Saturday, April 14, 2012

Missing the boat is not always bad

Maria Lewis Powell

There has been a lot of stuff in the news, on blogs, on Facebook, etc. about the sinking of the Titanic 100 years ago this weekend. A lot of people have a lot of really interesting information to share about that event, and I've been reading as much of it as I can.

We have our own story about that fateful event. See the picture of that sweet little face above? Well, that is the mother of Harold's Grandpa Powell, Maria (pronounced Mariah) Lewis Powell. Maria was born and reared in Wales, but at the time of the sinking of the Titanic, she had already moved to America and was living in Richmond, Missouri. She had followed her husband who had already immigrated a few years before her and he began working to save the money to send for her.

After moving to America, Maria went back to visit family in Wales twice. The first visit was in 1908 when she sailed on the R.M.S. Mauritania, sister ship to the R.M.S. Lusitania. And we all know the fate of that ship as well!

This is the postcard she sent back to Missouri from the Mauritania to her daughter, Nellie, saying "Well, dear daughter, what do you think of this ship?" Feisty Grandma Maria!



Then she went back to Wales again for a four-month visit at the end of 1911, returning in April of 1912. Her two oldest sons, William Arthur Powell (Harold's Grandpa) and his brother, Walter, were gainfully employed as colliers, so they decided to do something special for their Mom and purchased tickets on the R.M.S. Titanic (in steerage class) for Maria's trip home.

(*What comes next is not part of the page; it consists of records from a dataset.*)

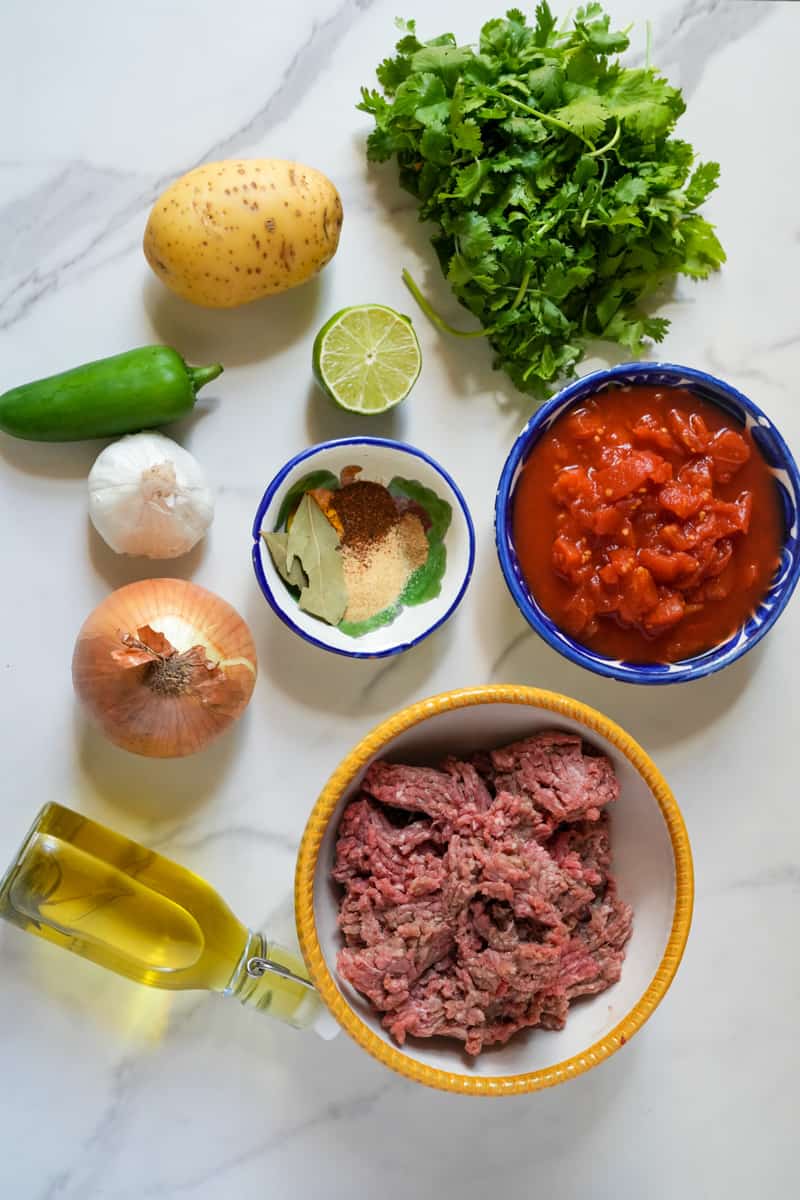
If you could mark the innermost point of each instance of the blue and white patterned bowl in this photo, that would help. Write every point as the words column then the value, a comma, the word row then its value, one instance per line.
column 787, row 480
column 380, row 459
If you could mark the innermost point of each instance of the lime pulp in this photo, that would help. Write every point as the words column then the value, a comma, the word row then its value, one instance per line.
column 367, row 358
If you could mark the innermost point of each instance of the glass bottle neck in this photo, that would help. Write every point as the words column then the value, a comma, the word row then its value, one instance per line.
column 274, row 981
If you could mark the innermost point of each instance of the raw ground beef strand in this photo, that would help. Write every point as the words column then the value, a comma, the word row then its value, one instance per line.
column 477, row 897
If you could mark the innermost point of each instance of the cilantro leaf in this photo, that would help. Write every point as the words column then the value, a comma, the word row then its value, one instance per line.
column 558, row 193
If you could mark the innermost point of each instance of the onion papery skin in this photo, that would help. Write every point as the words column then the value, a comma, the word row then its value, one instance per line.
column 121, row 700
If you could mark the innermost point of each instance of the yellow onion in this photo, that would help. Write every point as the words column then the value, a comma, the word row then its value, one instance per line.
column 163, row 666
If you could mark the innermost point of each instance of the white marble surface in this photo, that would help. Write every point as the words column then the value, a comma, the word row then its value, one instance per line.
column 113, row 1092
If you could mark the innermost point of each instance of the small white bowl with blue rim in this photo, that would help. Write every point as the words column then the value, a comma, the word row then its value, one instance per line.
column 380, row 460
column 787, row 481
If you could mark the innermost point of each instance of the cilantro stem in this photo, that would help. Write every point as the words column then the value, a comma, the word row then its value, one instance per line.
column 521, row 291
column 648, row 45
column 542, row 117
column 608, row 145
column 433, row 316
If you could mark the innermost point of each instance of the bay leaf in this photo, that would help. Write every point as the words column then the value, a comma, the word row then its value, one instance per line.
column 316, row 543
column 294, row 575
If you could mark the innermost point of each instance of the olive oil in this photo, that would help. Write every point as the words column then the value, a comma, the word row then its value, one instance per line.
column 127, row 909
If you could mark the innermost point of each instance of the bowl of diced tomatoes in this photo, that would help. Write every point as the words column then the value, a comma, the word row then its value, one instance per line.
column 647, row 522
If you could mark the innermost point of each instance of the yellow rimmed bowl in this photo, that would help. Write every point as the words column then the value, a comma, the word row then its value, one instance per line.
column 653, row 864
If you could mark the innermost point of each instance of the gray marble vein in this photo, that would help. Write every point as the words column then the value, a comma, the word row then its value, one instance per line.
column 132, row 196
column 336, row 1110
column 691, row 34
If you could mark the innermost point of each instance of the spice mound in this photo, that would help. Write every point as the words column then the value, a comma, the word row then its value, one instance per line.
column 358, row 551
column 477, row 897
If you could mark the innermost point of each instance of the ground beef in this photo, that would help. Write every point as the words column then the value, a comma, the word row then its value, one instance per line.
column 477, row 898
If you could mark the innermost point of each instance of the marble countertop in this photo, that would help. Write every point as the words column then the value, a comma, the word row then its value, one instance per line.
column 115, row 1092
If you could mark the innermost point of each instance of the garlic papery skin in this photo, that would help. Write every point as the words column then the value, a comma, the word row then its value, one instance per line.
column 149, row 497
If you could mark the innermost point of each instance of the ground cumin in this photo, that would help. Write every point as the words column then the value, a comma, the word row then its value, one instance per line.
column 376, row 574
column 367, row 511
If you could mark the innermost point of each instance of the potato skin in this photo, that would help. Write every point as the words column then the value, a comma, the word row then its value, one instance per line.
column 232, row 232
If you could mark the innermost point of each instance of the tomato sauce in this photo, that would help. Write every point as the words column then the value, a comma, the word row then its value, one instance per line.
column 647, row 525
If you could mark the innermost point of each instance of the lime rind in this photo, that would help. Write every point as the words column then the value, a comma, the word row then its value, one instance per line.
column 367, row 358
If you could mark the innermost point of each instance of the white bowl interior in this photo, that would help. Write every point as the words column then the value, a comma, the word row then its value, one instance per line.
column 643, row 864
column 379, row 463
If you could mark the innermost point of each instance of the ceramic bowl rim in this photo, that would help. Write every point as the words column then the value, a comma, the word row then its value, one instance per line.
column 312, row 840
column 274, row 487
column 644, row 673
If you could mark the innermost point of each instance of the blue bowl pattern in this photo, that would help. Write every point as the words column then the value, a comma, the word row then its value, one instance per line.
column 787, row 480
column 276, row 486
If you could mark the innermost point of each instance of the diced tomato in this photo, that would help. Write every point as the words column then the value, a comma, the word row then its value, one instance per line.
column 583, row 424
column 717, row 558
column 607, row 520
column 681, row 498
column 721, row 587
column 729, row 451
column 691, row 431
column 639, row 594
column 653, row 432
column 632, row 472
column 697, row 473
column 669, row 610
column 567, row 557
column 630, row 529
column 726, row 517
column 623, row 559
column 573, row 484
column 666, row 567
column 679, row 537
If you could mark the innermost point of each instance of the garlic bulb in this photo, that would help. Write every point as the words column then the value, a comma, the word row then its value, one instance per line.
column 148, row 496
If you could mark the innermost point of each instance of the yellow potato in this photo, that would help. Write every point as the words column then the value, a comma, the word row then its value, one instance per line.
column 232, row 232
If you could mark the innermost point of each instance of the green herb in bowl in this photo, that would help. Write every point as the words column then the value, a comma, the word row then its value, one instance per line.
column 355, row 552
column 559, row 196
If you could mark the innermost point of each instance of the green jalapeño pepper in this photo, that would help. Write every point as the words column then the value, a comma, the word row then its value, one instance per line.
column 130, row 391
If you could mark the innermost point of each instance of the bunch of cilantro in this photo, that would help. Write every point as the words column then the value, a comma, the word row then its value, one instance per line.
column 559, row 197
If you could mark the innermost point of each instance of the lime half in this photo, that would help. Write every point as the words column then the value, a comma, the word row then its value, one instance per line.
column 367, row 358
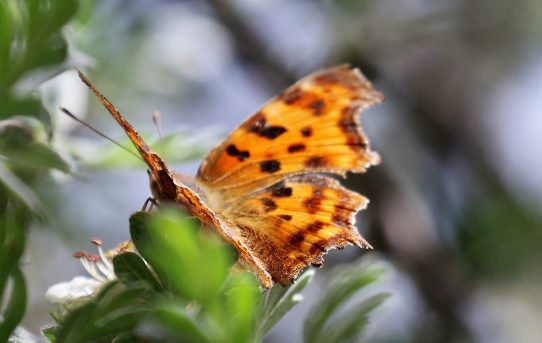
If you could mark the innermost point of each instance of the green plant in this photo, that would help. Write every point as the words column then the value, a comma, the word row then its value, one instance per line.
column 180, row 287
column 32, row 47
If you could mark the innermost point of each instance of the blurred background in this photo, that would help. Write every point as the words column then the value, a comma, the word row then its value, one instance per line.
column 455, row 204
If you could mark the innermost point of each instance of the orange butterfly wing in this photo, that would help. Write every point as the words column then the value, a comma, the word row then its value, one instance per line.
column 311, row 127
column 281, row 218
column 253, row 189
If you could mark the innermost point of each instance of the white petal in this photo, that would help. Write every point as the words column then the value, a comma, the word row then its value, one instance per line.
column 77, row 288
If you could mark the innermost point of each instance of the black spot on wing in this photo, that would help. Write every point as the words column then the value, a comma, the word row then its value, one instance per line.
column 282, row 192
column 240, row 154
column 306, row 131
column 268, row 204
column 315, row 162
column 270, row 166
column 260, row 127
column 296, row 147
column 317, row 107
column 286, row 217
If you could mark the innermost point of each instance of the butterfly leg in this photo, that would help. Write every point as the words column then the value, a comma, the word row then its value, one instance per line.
column 149, row 204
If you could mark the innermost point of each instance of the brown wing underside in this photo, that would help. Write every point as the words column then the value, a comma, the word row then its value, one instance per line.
column 294, row 222
column 261, row 180
column 311, row 127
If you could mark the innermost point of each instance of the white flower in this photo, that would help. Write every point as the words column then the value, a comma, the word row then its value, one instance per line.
column 79, row 287
column 82, row 287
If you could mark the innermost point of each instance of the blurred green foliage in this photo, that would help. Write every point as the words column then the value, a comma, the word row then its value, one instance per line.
column 181, row 289
column 32, row 49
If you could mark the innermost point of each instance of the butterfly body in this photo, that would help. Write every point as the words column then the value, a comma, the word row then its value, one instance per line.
column 262, row 188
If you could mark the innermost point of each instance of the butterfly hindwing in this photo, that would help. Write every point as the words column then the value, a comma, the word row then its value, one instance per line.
column 311, row 127
column 294, row 222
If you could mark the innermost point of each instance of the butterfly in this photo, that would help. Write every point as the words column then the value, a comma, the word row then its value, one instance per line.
column 262, row 188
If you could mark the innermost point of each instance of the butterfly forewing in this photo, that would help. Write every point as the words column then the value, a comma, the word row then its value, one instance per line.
column 261, row 180
column 310, row 127
column 293, row 223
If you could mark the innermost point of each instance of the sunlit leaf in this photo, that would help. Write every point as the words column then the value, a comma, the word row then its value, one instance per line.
column 200, row 266
column 180, row 324
column 20, row 190
column 345, row 283
column 13, row 310
column 130, row 268
column 49, row 333
column 279, row 300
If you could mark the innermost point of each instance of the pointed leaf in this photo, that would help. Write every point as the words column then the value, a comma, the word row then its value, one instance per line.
column 21, row 191
column 130, row 268
column 345, row 284
column 16, row 305
column 350, row 326
column 279, row 300
column 49, row 333
column 181, row 324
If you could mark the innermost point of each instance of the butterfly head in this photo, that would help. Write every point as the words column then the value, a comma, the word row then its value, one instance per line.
column 163, row 187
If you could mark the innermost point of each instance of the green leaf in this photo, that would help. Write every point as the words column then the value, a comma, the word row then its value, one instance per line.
column 49, row 333
column 28, row 107
column 21, row 191
column 16, row 305
column 182, row 325
column 346, row 283
column 130, row 268
column 5, row 39
column 240, row 307
column 115, row 311
column 349, row 326
column 279, row 300
column 200, row 265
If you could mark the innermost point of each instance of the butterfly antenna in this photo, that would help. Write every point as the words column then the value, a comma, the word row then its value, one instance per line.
column 152, row 160
column 157, row 120
column 88, row 126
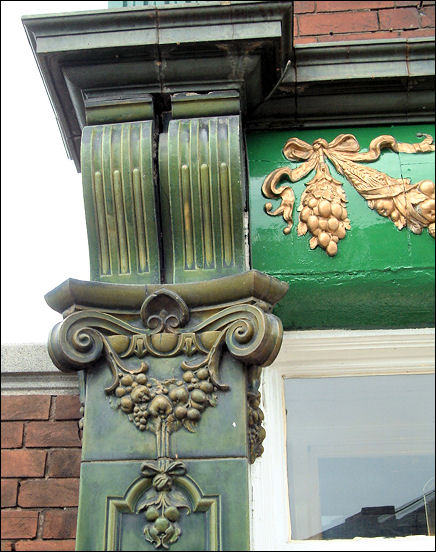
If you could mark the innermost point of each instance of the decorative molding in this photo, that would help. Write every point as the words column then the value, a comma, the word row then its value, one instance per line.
column 249, row 333
column 323, row 204
column 316, row 354
column 162, row 528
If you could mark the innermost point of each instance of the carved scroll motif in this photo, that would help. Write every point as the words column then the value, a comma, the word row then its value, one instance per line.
column 162, row 407
column 323, row 204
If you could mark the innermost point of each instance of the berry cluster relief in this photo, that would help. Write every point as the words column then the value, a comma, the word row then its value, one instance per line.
column 322, row 208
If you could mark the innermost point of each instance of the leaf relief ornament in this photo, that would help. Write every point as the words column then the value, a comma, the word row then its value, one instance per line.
column 322, row 208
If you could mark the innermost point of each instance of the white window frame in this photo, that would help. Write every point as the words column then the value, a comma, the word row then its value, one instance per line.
column 316, row 354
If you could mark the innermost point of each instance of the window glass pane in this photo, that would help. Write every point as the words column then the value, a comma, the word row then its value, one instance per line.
column 360, row 452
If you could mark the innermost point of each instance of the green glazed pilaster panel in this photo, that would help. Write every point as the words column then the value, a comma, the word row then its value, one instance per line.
column 171, row 407
column 119, row 193
column 216, row 492
column 201, row 180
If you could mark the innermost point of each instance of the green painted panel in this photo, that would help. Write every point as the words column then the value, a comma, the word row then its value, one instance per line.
column 109, row 435
column 380, row 278
column 222, row 480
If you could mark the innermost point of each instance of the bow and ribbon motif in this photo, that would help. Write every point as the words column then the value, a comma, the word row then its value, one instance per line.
column 323, row 203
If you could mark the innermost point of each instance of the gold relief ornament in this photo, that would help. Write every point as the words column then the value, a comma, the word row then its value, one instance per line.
column 323, row 204
column 251, row 335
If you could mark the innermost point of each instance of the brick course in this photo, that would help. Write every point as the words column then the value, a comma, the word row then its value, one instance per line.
column 64, row 463
column 44, row 545
column 12, row 434
column 67, row 407
column 23, row 463
column 60, row 524
column 52, row 434
column 49, row 492
column 9, row 493
column 40, row 467
column 26, row 407
column 335, row 21
column 19, row 524
column 40, row 438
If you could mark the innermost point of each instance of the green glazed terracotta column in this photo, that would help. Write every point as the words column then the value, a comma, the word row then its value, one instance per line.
column 171, row 418
column 170, row 335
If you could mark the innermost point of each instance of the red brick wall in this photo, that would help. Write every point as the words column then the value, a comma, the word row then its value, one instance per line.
column 40, row 465
column 323, row 21
column 40, row 438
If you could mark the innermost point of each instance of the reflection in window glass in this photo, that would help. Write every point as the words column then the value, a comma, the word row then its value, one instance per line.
column 360, row 454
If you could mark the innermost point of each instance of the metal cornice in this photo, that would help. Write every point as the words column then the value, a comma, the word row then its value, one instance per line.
column 353, row 83
column 220, row 46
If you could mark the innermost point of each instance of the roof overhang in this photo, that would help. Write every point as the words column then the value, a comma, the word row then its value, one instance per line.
column 241, row 46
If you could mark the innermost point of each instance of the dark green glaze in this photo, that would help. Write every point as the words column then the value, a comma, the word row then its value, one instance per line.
column 380, row 278
column 118, row 187
column 201, row 199
column 224, row 479
column 143, row 452
column 108, row 434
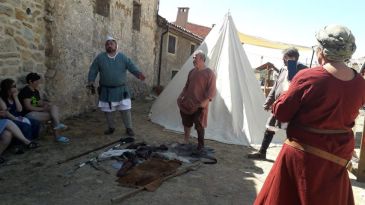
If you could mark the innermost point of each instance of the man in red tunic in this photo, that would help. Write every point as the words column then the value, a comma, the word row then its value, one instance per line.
column 194, row 99
column 321, row 105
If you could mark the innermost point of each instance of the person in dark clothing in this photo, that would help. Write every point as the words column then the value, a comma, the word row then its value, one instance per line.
column 10, row 103
column 272, row 123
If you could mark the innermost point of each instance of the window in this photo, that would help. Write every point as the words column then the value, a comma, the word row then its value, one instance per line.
column 136, row 16
column 102, row 7
column 172, row 44
column 192, row 48
column 173, row 73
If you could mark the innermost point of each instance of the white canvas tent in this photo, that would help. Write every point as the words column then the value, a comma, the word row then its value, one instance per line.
column 235, row 115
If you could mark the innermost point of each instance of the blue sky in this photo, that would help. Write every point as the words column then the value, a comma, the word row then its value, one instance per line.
column 287, row 21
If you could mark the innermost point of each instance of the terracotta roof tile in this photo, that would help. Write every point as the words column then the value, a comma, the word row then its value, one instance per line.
column 198, row 29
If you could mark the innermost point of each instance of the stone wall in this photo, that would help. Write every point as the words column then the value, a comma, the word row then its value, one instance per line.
column 59, row 40
column 22, row 38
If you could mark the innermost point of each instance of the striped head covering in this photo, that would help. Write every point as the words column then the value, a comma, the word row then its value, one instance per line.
column 337, row 42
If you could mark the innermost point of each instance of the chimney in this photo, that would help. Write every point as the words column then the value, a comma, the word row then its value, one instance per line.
column 182, row 16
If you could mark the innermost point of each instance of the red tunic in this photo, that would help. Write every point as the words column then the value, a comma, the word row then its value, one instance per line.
column 319, row 100
column 200, row 86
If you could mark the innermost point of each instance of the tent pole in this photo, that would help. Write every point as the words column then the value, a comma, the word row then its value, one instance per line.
column 312, row 57
column 360, row 175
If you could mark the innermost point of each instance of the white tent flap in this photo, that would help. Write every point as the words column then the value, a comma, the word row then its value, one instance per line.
column 236, row 115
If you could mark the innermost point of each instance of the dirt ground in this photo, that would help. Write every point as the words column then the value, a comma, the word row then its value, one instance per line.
column 36, row 178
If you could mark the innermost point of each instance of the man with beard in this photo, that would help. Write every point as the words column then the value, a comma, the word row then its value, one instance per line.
column 114, row 94
column 194, row 99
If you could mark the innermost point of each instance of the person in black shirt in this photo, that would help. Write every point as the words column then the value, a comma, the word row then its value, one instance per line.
column 36, row 108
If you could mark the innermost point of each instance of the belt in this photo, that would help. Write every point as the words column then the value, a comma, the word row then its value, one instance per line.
column 320, row 153
column 321, row 131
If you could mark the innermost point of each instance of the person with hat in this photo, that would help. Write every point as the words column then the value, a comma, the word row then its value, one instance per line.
column 36, row 108
column 193, row 101
column 114, row 94
column 321, row 107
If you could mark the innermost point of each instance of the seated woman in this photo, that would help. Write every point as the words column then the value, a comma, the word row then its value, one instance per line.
column 8, row 130
column 36, row 108
column 9, row 102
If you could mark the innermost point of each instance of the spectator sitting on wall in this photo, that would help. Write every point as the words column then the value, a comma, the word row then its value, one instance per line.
column 10, row 103
column 36, row 108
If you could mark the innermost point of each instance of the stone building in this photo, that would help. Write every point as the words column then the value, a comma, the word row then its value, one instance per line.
column 179, row 40
column 59, row 40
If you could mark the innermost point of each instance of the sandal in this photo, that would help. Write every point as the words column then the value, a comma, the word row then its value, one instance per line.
column 32, row 145
column 62, row 139
column 60, row 126
column 2, row 160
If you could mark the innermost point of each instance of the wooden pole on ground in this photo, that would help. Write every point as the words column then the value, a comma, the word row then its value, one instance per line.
column 361, row 169
column 87, row 152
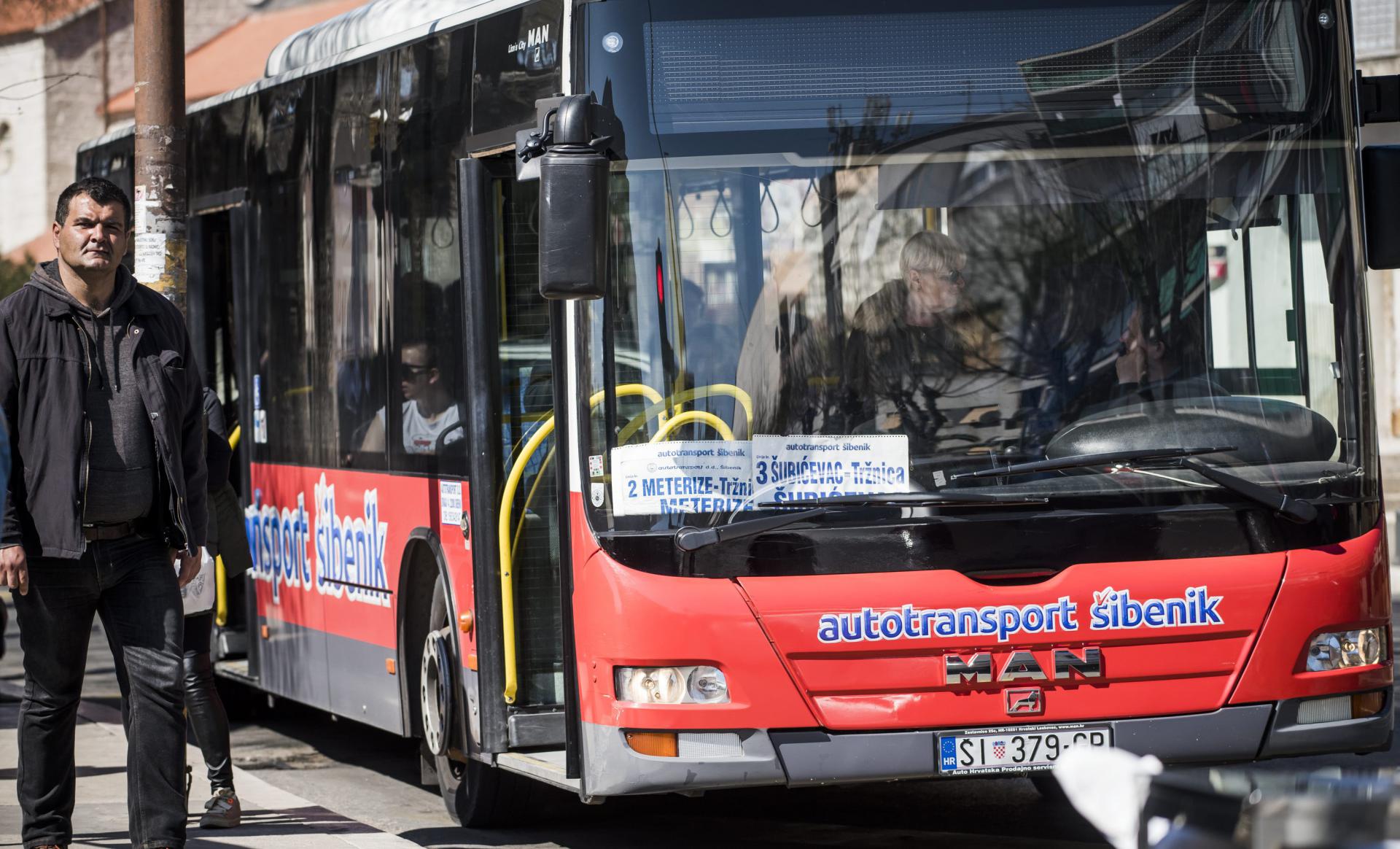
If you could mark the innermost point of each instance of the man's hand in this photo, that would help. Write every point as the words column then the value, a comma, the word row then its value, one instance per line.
column 15, row 569
column 188, row 567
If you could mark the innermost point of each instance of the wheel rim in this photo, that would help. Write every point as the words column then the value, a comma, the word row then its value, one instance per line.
column 436, row 692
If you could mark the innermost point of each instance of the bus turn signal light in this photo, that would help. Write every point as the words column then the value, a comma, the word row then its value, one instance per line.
column 658, row 744
column 1366, row 704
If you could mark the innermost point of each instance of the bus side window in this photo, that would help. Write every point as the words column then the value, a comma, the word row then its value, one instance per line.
column 350, row 249
column 283, row 321
column 424, row 424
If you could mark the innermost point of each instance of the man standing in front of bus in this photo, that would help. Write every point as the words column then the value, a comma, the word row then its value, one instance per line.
column 103, row 398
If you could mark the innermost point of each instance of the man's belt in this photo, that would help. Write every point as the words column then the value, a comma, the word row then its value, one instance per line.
column 114, row 531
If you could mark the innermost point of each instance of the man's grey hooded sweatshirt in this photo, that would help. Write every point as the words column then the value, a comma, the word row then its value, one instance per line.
column 121, row 474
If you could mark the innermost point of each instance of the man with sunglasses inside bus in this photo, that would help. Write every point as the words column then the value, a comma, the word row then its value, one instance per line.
column 429, row 408
column 103, row 394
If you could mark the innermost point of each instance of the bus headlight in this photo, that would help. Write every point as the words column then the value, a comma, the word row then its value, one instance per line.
column 671, row 686
column 1348, row 649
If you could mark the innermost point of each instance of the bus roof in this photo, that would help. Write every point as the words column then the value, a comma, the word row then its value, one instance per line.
column 346, row 38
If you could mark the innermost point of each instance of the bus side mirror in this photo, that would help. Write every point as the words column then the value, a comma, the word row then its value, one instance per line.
column 1381, row 190
column 573, row 206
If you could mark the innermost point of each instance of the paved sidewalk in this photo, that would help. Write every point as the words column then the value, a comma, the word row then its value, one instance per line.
column 272, row 817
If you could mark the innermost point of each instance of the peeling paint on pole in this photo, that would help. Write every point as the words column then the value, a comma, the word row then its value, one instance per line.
column 160, row 149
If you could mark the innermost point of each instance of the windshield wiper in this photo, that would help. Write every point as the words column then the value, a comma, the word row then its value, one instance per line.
column 1077, row 461
column 1286, row 506
column 696, row 538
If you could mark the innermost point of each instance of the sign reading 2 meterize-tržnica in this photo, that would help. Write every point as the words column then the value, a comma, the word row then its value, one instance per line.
column 718, row 477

Maria's family in Wales were quite successful in their family business as tailors and seamstresses, and while she was there, her family had made a lot of clothing for her to take back to her adult daughters and her grandchildren. All that beautifully tailored clothing was packed into a trunk and sent ahead to be loaded onto the ship.

The Lewis family in Wales

Then, on the day Maria was supposed to board the Titanic (I think in Ireland), a last-minute family emergency caused her to be late... and she missed the boat! However, all her luggage had already been loaded aboard the Titanic, and it sailed without her. The White Star Line told her, "No problem, you can take the next White Star vessel bound for New York and we'll have your luggage waiting for you at the New York Pier."

And that's exactly what she did--leaving the day after the departure of the Titanic. She was already at sea when the HMS Titanic sank. But her ship must not have had a "wireless," because she didn't learn about the disaster until she was just outside New York harbor. Back in America, the entire Powell family had gathered together when the news of the disaster was front-page news in every newspaper. Harold's grandmother said it was like a "wake" in the Powell family. Everyone sat huddled together in their home in Richmond, Missouri, listening to the wireless, hoping and praying that Maria was among the survivors. When Maria arrived in New York, she went straight to the Western Union Office and sent a telegram to her family assuring them she was alive. She had been embarrassed that she had "missed the boat" because she knew her sons had paid extra money for her ticket, but this time missing the boat quite probably saved her life.

Harold's grandmother said when the telegram arrived, the "wake" turned into a huge celebration. But all Maria's luggage, including all that wonderful new clothing from her family of tailors in Wales, went down in the North Atlantic.

Saturday, April 7, 2012

55 Easters Ago


Today I heard Harold make some phone calls to some of his family members he hadn't talked to in awhile. For some reason, the day before Easter every year always makes him feel like talking to someone that would remember what he is remembering that other day before Easter so long ago. You see, he was orphaned at age four (his sister was three) when his parents drowned the day before Easter, 1957, at the ages of 23 and 22. His grandparents took turns rearing them. Maternal grandparents during the school year; paternal grandparents in the summers. And now even the grandparents are all gone as well.

It was 55 years ago this Easter that their young lives were cut short by that watery grave. No one knows exactly what happened. But the little four-year-old boy still remembers sitting in a church packed with flowers and strangers who came to gawk at the spectacle of such a "tragedy," and he remembers those two coffins in the front of the church and holding his little sister's hand. The little sister who doesn't remember any of it. He's glad at least he was old enough to have some kind of memories, even if a lot of them are sad and bewildered ones. His sister has none. Except for some yellowed photos, and what bits and pieces her big brother can remember and share with her over and over every time they talk, she has no memories of them.

And Easter always brings it back, no matter how many years have gone by...

Before they went on that trip, their Momma had fixed up a couple of Easter baskets and hidden them in the top of the closet at the grandparents' house where they left the two little ones for the weekend. Then they drove from Kansas City to the Lake of the Ozarks for the weekend, promising to be back by Easter Sunday. In the grief and chaos that followed, those baskets sat there, in the top of the closet, for about a year and a half before someone noticed them. Harold says the candy in them was still as fresh as the day his Momma bought it for them.

Now, every time he calls to talk to his little sister, each conversation always gets back to "Do you remember the time..."

"No, I don't remember that. Tell me what happened..."

And so the young parents come alive again. And remain forever young in the minds of their two babies.